Important note: Routes on this map are provided as an indication only in good faith. They are approximate and indicative and should not be relied on for navigation or as a guarantee that any specific person will be capable of completing them. Hill information adapted from The Database of British and Irish Hills (DoBIH) under CC BY 4.0
I stopped for a good drink and full top up of water at the Abhainn Chosaidh thinking that this would be the last readily available water until the next day, given that I planned to spend the evening traversing the Druim Chosaidh ridge and bivvy close to the summit of Sgurr a’ Choire-bheithe. Climbing up on to Meall an Spardain, outcrops of highly metamorphosed rock soon emerged and the terrain become increasingly rugged.
I’d like to think I’m no stranger to remote, rocky, rugged terrain, but by the time I reached the top of Sgurr Airigh na Beinne, four kilometres along the ridge, I was quite awe struck by the magnificent landscape and Druim Chosaidh ridge that was making me work hard for progress. The scene became ever more dramatic with the sun slowly descending beyond Sgurr a’ Choire-bheithe at the end of the ridge and the various twists, turns and undulations of the ridge emerging.

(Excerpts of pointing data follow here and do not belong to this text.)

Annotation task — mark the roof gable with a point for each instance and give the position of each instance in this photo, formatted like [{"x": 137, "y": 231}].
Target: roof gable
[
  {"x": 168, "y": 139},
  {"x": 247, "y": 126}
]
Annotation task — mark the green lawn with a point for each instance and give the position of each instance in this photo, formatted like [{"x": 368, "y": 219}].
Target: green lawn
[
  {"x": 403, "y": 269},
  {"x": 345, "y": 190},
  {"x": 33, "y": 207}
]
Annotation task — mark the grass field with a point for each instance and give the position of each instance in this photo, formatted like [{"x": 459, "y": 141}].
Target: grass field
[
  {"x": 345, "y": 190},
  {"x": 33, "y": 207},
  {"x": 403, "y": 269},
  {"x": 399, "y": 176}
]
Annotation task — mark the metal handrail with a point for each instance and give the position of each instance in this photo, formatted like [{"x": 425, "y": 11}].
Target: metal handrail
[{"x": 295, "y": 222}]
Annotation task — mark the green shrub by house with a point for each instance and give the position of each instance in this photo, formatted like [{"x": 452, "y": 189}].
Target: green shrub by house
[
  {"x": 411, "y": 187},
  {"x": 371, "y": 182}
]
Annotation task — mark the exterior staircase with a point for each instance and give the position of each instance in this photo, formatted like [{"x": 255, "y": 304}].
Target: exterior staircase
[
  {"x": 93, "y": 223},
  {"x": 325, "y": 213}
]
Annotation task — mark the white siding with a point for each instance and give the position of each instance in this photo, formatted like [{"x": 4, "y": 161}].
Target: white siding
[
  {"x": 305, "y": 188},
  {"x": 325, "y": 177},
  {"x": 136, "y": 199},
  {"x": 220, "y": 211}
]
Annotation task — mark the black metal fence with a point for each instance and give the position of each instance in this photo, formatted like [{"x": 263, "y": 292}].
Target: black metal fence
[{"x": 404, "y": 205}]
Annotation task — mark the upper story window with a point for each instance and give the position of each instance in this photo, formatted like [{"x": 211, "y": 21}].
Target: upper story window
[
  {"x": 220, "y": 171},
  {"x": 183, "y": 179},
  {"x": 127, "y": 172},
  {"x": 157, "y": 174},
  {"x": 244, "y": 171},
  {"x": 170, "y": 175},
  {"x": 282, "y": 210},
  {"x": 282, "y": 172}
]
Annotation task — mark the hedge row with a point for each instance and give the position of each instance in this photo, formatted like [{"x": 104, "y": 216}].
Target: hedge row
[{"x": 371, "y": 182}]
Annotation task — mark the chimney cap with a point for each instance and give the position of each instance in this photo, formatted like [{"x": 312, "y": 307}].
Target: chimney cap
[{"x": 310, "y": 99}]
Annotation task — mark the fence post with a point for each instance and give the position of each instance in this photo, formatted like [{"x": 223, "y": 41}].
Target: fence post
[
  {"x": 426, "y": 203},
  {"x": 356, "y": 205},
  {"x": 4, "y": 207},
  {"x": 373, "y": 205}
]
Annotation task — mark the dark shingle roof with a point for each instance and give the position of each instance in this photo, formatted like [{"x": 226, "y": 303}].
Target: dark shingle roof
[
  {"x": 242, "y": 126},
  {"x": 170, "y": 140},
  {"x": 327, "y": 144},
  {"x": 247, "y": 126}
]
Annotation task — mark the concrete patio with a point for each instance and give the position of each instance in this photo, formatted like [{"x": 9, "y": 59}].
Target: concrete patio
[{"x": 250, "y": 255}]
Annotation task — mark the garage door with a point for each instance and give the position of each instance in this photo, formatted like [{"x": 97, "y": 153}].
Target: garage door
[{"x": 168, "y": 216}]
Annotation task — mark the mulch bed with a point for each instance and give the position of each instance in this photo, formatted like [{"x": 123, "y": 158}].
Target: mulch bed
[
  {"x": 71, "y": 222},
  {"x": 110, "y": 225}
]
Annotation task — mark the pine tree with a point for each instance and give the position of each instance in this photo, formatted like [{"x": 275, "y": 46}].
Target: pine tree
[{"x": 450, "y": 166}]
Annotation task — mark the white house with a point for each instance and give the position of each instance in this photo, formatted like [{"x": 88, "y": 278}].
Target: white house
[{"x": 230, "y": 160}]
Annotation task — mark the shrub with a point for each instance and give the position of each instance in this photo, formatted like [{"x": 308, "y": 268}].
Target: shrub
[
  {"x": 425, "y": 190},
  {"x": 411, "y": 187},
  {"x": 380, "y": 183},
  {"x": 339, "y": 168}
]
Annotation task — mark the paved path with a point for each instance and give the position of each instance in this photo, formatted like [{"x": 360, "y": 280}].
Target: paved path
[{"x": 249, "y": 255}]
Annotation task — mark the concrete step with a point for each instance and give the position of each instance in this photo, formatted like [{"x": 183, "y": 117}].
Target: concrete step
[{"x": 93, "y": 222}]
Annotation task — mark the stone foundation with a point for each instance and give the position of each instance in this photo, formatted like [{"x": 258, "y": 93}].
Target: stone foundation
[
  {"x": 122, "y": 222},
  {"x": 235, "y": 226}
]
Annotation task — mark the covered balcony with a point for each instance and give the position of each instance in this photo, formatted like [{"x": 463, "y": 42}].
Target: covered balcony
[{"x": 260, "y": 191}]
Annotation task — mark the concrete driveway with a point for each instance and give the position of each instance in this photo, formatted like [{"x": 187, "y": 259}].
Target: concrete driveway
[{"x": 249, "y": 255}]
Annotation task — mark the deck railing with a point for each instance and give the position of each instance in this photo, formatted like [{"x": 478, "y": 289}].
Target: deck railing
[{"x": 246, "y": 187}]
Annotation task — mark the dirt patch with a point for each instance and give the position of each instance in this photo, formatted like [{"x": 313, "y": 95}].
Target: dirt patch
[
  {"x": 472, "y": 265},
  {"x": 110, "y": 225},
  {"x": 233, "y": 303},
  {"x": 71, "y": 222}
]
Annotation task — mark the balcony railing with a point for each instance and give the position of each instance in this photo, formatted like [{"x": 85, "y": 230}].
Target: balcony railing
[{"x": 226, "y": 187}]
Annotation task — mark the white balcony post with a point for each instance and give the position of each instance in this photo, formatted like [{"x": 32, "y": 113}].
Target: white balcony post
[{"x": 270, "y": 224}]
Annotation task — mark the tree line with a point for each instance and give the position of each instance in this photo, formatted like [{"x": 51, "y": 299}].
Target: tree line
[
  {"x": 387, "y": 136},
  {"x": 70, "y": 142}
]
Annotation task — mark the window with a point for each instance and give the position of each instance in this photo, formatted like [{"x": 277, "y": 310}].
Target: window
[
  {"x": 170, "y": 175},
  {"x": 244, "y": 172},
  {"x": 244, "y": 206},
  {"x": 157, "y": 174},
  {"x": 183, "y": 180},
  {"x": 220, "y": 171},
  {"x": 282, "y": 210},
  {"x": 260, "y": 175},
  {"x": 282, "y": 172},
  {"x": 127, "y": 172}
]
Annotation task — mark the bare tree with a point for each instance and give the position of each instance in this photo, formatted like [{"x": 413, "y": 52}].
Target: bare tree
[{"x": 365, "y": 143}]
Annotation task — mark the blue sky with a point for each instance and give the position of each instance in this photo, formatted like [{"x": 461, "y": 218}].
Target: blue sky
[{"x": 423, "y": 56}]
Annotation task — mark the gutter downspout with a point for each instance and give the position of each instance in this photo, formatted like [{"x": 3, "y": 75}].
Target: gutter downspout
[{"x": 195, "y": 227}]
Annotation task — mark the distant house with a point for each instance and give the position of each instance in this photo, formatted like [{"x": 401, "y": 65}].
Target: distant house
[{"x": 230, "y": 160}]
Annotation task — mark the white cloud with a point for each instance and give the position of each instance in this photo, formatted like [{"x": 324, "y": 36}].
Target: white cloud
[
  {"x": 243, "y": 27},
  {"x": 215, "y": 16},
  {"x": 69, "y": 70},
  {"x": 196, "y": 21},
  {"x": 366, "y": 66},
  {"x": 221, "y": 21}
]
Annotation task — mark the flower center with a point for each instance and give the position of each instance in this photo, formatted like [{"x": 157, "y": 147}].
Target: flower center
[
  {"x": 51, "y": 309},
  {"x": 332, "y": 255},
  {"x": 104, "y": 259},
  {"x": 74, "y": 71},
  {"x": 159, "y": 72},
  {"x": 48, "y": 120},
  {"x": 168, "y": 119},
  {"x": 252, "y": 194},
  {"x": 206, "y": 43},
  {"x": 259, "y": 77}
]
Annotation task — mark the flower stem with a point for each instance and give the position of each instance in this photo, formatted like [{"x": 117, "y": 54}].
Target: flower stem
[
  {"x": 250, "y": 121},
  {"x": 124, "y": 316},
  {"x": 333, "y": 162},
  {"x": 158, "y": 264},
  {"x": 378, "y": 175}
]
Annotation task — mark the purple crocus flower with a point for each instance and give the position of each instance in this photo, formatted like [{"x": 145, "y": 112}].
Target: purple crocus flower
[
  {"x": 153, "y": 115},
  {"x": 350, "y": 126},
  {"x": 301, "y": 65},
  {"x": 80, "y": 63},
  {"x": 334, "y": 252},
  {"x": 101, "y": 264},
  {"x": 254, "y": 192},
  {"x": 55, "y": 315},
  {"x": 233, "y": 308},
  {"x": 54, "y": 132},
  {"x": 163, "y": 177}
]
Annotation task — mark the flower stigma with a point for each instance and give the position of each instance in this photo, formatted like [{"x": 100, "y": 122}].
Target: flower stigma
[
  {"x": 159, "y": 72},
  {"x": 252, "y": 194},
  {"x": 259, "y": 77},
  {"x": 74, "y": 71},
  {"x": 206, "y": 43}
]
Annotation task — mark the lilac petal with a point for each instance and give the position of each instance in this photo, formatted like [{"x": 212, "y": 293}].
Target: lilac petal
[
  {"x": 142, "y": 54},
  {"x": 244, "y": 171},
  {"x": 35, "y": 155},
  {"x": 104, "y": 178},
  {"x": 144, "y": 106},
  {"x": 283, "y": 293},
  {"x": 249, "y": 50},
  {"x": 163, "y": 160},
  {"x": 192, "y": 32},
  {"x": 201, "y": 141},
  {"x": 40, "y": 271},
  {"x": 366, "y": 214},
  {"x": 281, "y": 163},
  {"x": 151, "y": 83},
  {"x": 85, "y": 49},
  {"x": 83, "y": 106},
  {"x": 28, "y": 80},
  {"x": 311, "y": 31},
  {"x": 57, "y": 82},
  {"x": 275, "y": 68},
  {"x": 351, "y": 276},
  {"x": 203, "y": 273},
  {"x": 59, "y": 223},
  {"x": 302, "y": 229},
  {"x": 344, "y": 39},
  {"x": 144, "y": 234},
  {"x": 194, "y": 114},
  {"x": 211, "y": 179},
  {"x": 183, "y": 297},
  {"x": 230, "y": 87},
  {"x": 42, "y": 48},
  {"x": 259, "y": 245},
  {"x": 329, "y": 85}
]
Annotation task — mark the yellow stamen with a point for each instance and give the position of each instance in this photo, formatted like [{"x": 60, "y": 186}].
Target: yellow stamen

From Sgurr Airigh na Beinne there are a further four kilometres of incredibly rough terrain to reach the summit of Sgurr a’ Choire-bheithe. There are no big drops in elevation, but several smaller ones with reclimbs longer than the drops as height is gained. Towards Sgurr a’ Choire-bheithe there are two prominent subsidiary tops that look quite spectacular from a distance and offer the possibility of a little scrambling if taken direct. I’m afraid I didn’t on this occasion as time and energy were fading.
The timing of arrival on the summit of Sgurr a’ Choire-bheithe was good as the sun was sinking towards southern Skye and the Sound of Sleat with mighty Ladhar Bheinn, Barrisdale and Loch Hourn in the foreground. A cracking vista to compare with any and a privilege to witness.